The car, when it finally reached the summit of the rise and came into view as it turned the bend in the road, was travelling so slowly that Stuart need not have been fearful at all. An old, rust-holed, Toyota, the original orange paintwork, stripped and pealing, revealing the dirty umber tones of the metal beneath, it was further handicapped in its pursuit of forward momentum by the weight of four passengers and, piled one on top of another on the roof-rack, at least three bulky surf boards. Stuart groaned with the realisation of recognition. He knew that the Fates were catching up with him. Clotho, Lachesis and Atropos disguised as three all-American surf boys. And the fourth passenger? She looked too small and puny sitting in the backseat to be Nemesis, but Stuart was quite prepared to believe anything.
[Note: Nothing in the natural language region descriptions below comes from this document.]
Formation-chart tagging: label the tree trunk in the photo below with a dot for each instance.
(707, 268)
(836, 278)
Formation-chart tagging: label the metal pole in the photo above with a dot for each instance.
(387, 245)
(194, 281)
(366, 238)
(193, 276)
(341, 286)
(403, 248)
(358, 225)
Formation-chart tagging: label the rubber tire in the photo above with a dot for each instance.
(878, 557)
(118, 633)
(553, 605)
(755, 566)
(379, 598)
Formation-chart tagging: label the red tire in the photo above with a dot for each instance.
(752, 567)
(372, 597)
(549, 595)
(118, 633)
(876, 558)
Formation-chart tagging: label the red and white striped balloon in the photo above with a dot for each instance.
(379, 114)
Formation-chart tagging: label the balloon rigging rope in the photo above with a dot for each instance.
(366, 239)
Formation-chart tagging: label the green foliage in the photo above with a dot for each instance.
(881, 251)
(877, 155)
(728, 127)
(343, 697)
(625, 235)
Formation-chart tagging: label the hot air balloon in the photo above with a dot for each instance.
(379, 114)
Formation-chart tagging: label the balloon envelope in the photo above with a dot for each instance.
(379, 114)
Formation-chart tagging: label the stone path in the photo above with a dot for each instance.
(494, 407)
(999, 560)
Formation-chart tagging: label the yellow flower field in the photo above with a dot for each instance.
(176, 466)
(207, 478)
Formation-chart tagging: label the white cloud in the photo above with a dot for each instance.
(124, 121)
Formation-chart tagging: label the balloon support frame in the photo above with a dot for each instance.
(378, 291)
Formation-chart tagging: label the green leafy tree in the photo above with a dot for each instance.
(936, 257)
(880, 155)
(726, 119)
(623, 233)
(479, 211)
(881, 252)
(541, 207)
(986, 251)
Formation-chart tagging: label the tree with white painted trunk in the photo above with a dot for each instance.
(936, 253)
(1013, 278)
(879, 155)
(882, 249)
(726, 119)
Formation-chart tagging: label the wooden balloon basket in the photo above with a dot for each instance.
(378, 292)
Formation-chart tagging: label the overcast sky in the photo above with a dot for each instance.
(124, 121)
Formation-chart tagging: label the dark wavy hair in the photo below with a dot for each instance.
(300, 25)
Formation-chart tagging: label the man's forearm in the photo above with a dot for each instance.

Now, when he would have been quite happy for the car to put on a burst of speed and ignore him altogether, there was instead the sound of grinding gears and the vehicle pulled up to a halt beside him.
Greg was leaning out of the driver’s window, “Yo! Remember me?”
“Couldn’t forget,” said Stuart.
Greg tapped the vinyl covering of the board, strapped onto the roof above him, affectionately, “Been catching a few waves.”
“I thought you might have been.” It was hardly a surprising piece of information, given the surfer’s obsession. Stuart was more surprised that the American seemed unfazed by the sight of his own extraordinary appearance.
“Do you want a lift?” Greg was nothing if not friendly.
Stuart looked sceptically inside the car. There did not appear to be much room for a fifth person. Greg recognising his concern, said, “It’s OK. We can all budge up a bit. We’re all friends here.” He turned to address the male backseat passenger, a thick-necked individual with an army-style crew-cut, “Right Skin?”
“Right, man,” replied the young man, sleepily.
“We’re going up past Maroe, to see what the waves are like through Fareera Pass. Is that OK? Where are you staying? We can drop you off.”
Stuart must have looked rather blank, because Greg added, “You OK, dude?”
Stuart decided that he was not going to get very far without some sort of assistance and better the Devil you know, “I know this is going to sound strange, but where am I?”
“Lost eh?” Greg turned to Skin again, to share the joke, “Guy’s lost.”
Skin shouted from the depths of the vehicle, “Where you staying?”
“That’s just it,” explained Stuart, “I don’t know.”
Greg took a second to digest this piece of information before laughing even more riotously, “Man, that must have been some good stuff you’ve found.” He reached behind him to open the back door of the Toyota, “Come on, jump in. You can come along with us. We’ll take you back to your place, soon as you remember.”
“No, really,” Stuart continued, a note of frustration in his voice, “I’m not staying anywhere. Or at least the last place I remember was at Chez Ato.” He added, seeing that Greg did not know the place, “In the hills by Viatape.”
“Bora Bora! Man you are lost.”
“Why? Where am I?”
“This is Huahine, fellow. Different island. You better come with us, unless you’re prepared for a long swim.”
• • •
Besides Greg and Skin, the other occupants of the car were introduced as Richie, another surfer, and Dale, who Skin rather disparagingly described as a ‘wave-hag’, not that it seemed to upset her. Stuart had squeezed in between Skin and the young woman on the backseat of the ancient automobile, which was making better progress now, downhill, on the tarmac road which runs alongside the picturesque Maroe Bay, on the way to that day’s surfing grounds. Greg explained that Dale was a surf-groupie, that they had picked her up on the beach the day before. He spoke as though she was not present.
“Come across them all the time. Chicks who get their kicks hanging around the surf beaches, hoping to date the guys, you know. Some of them are even pretty decent lookers,” he added, oblivious to the implied insult to Dale. “I‘m not really interested myself.”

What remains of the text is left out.